Posted by Mike Hopkins on May 30, 2004 7:49 AM (e)

Typo in article that needs correcting.

In fact the number of microstates can become quite large compared to the number of microstates.

—

Anti-spam: replace “usenet” with “harlequin2”

### Comment #3196

Posted by Pim van Meurs on May 30, 2004 10:26 AM (e)

Erik, great posting. Thanks. I have updated your posting per your request to change 1986.0000 bits/DNA sequence to 1996.0000 bits/DNA sequence.

Mike Hopkins: I fixed the error you pointed out and changed the second microstates to macrostates.

Thanks

### Comment #3199

Posted by Reed A. Cartwright on May 30, 2004 1:56 PM (e)

Pim,

Your two “4!/(3!0!)” formulas should be “4!/(4!0!).”

### Comment #3200

Posted by Pim van Meurs on May 30, 2004 2:11 PM (e)
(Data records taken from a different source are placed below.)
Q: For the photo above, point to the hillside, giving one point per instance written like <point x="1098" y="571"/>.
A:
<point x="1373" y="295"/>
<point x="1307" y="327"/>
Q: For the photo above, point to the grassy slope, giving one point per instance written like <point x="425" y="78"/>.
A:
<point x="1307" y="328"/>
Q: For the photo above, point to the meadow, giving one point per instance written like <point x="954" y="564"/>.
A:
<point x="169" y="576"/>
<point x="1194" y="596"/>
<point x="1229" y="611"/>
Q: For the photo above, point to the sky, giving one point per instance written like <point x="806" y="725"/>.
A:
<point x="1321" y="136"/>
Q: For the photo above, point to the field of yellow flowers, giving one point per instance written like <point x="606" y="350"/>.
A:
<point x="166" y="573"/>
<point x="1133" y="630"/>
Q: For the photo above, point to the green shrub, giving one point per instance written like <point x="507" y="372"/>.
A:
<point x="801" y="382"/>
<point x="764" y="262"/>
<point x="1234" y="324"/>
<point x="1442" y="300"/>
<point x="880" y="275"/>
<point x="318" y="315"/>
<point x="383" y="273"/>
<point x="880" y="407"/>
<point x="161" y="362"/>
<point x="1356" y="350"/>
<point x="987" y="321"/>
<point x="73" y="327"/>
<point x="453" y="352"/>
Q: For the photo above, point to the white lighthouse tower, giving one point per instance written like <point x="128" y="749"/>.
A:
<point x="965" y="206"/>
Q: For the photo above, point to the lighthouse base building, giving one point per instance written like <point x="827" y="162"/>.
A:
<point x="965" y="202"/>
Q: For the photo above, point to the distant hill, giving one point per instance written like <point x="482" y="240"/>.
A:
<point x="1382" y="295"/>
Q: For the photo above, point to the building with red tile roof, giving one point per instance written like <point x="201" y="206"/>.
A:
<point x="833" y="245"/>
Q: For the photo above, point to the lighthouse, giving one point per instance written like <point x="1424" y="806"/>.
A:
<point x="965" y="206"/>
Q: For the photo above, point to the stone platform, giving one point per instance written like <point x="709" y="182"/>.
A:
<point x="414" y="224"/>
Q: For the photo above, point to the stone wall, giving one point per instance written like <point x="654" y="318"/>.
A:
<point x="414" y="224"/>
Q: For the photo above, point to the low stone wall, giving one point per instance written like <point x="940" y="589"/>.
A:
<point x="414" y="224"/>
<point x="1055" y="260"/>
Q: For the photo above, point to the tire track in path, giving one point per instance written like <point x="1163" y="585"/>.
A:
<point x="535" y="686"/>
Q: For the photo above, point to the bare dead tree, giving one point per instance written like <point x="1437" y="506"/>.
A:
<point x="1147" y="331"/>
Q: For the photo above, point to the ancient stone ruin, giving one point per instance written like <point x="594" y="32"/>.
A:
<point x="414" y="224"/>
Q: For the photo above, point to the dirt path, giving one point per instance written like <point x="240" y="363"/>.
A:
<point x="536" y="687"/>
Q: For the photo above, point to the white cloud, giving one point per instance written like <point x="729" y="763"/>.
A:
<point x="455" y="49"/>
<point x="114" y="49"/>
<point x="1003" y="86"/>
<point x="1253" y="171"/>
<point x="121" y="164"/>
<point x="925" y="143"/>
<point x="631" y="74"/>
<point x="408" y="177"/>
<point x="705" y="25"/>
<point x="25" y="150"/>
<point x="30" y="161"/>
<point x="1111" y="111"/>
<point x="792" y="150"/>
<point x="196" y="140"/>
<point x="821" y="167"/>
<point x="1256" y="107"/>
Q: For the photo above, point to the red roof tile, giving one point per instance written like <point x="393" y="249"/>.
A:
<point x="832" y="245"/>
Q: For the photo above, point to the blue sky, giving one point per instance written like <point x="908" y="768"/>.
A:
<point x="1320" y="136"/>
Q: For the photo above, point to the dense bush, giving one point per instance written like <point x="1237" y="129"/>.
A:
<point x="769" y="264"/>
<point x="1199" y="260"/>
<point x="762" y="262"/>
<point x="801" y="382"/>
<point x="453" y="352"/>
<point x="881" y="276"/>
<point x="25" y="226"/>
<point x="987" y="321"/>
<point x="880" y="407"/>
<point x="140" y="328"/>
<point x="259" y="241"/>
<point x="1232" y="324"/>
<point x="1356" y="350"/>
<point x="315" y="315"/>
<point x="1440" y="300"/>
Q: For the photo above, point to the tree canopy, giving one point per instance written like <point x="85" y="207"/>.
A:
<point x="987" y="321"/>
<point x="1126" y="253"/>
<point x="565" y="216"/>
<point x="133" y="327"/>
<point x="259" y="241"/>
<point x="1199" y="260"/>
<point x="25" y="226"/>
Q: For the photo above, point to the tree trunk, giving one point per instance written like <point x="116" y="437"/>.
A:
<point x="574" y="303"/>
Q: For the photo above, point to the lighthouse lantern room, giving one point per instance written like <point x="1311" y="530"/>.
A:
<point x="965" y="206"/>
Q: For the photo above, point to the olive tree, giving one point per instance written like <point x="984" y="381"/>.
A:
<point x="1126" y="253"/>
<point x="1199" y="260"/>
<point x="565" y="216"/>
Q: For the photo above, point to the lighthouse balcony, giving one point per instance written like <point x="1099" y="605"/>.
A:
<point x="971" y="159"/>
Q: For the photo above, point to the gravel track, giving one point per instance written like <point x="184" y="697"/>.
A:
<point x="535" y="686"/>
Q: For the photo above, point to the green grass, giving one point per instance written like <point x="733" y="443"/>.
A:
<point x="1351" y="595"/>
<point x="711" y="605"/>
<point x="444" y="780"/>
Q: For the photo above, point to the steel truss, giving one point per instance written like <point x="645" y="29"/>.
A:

Man… all this checking and still errors…. Thanks I have updated the posting

## Comment #3192

Posted by Reed A. Cartwright on May 30, 2004 3:00 AM (e)

When I use Stirling’s Approximation to calculate log[(N+M)!/(N!M!)], I get (N+M)(-p log p - q log q), where p = N/(N+M) and q = M/(N+M). Why is the (N+M) dropped in entropy calculations?

How does log[(N+M)!/(N!M!)] factor into the question of how many bits are needed to encode a signal?